Análisis de meteoritos y el enigma del metano

No hace falta ir siempre a Marte para estudiarlo, ya que algunos trozos han llegado a nosotros. La NASA tiene un catálogo de meteoritos marcianos, entre los que destacan el ALH84001, el Nakhla y el Shergotty. Algunos científicos creen haber visto fósiles microscópicos o moléculas orgánicas en ellos, aunque esto sigue siendo un debate abierto ya que el carbono puede formarse por procesos no biológicos.

Otro gran misterio es el gas metano.
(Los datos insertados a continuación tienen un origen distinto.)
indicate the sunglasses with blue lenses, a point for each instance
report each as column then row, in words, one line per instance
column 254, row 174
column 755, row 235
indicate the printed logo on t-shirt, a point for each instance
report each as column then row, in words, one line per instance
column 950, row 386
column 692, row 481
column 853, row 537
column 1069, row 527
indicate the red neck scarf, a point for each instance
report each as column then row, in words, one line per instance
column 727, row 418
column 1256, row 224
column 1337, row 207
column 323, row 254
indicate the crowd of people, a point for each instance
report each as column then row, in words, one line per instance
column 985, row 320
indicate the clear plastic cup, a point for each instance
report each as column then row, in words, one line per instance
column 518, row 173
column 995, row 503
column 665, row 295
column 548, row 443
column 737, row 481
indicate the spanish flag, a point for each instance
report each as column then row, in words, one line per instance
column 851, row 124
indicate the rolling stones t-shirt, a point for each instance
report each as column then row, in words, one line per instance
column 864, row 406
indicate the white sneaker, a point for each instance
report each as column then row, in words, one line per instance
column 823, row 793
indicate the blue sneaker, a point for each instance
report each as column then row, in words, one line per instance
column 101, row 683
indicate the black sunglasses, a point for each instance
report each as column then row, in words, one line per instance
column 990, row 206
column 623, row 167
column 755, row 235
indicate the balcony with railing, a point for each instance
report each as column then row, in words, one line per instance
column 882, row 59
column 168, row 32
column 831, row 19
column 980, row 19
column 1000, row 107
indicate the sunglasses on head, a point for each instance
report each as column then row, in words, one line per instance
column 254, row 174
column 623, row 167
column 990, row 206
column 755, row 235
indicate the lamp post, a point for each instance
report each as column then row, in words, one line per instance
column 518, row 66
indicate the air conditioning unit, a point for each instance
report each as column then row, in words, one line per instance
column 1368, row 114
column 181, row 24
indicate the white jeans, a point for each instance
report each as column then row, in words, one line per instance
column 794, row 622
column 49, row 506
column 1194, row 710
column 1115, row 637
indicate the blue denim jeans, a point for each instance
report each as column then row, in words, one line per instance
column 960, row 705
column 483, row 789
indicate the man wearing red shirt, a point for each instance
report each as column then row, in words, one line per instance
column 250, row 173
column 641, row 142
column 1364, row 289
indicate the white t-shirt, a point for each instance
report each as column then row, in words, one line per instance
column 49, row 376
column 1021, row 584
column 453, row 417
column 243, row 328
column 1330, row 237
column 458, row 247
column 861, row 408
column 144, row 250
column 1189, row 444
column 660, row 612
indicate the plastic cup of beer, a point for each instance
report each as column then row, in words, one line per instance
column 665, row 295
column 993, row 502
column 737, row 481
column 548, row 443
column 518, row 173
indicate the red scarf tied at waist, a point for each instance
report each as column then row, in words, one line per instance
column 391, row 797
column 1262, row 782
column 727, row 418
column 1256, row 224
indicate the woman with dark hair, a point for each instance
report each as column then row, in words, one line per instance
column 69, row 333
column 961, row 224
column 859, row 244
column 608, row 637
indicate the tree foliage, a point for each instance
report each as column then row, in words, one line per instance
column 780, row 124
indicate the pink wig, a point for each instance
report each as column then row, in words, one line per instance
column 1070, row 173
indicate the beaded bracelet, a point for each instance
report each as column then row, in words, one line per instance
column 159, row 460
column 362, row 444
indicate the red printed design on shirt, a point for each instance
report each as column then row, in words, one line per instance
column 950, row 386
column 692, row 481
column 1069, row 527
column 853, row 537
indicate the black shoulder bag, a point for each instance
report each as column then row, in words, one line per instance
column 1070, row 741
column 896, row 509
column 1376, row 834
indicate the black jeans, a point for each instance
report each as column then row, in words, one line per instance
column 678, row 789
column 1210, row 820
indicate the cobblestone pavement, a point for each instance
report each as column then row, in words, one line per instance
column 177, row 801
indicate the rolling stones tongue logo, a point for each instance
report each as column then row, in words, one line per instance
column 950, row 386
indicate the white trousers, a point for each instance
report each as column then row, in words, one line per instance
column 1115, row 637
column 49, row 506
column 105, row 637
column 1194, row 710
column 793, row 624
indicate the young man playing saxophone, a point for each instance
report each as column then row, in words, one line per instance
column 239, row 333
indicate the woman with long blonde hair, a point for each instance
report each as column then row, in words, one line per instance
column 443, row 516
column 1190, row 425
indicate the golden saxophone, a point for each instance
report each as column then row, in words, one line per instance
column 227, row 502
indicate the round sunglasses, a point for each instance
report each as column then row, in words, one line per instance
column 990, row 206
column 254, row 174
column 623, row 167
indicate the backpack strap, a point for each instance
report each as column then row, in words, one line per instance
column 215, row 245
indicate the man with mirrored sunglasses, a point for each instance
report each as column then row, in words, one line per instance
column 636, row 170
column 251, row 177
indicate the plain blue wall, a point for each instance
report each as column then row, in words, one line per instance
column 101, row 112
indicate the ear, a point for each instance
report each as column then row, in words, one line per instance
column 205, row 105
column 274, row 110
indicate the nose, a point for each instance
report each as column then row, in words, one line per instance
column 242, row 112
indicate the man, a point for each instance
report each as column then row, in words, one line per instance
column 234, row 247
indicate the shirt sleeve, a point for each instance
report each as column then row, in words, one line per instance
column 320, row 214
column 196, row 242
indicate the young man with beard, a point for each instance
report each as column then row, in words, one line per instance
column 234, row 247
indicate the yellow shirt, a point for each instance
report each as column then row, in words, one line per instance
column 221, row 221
En 2003 se detectaron trazas de este gas, lo cual es rarísimo porque el metano es inestable en Marte y desaparece rápido. Esto sugeriría que hay una fuente activa produciendo metano, ya sea por actividad geológica o, en el mejor de los casos, por microorganismos. Aunque la sonda Curiosity sugirió más tarde que las cantidades eran mucho menores, la duda persiste.

Misiones modernas y el hallazgo de las biofirmas

Desde las sondas Viking en los 70, que dieron resultados inconcluyentes, hasta la actual misión Perseverance, el objetivo ha sido el mismo: buscar rastros biológicos. Recientemente, en el cráter Jezero, el rover Perseverance encontró una roca llamada Cheyava Falls que presenta unas manchas de leopardo. Estas marcas contienen minerales como la vivianita y la greigita, que en la Tierra suelen estar ligadas a metabolismos microbianos.

Este descubrimiento es revolucionario porque se trata de rocas sedimentarias relativamente jóvenes, lo que implica que Marte pudo ser habitable durante mucho más tiempo del que pensábamos. Para confirmar si esto fue realmente vida o una reacción química abiótica, sería necesario traer esas muestras a la Tierra, aunque el presupuesto de las agencias espaciales pone en riesgo este regreso.

La fragilidad del equilibrio marciano

¿Por qué la Tierra floreció y Marte se convirtió en un desierto? Un estudio basado en datos del rover Curiosity apunta a que Marte tuvo destellos de habitabilidad, pero fueron oasis efímeros. A diferencia de la Tierra, donde el ciclo del carbono y la actividad volcánica mantienen el clima estable, Marte tuvo una actividad volcánica demasiado débil para sostener una atmósfera cálida y húmeda.

Esto significa que, aunque hubo ríos esporádicos, los periodos de sequía duraban millones de años, demasiado tiempo para que la vida pudiera prosperar y evolucionar. La esperanza actual reside en buscar vida a profundidades mayores a 7,5 metros, donde la radiación solar y cósmica no pueda destruir el ADN y el ARN de posibles microorganismos.

El camino para comprender el Planeta Rojo ha transitado desde la fantasía de los canales artificiales hasta la detección de posibles biofirmas en el cráter Jezero. Aunque la superficie actual sea un entorno hostil y estéril, la evidencia de antiguos ríos, la presencia de carbono orgánico y los misteriosos minerales en las rocas sugieren que Marte tuvo un pasado mucho más dinámico, dejando la puerta abierta a que la vida, aunque fuera microbiana, haya dejado su huella en el subsuelo.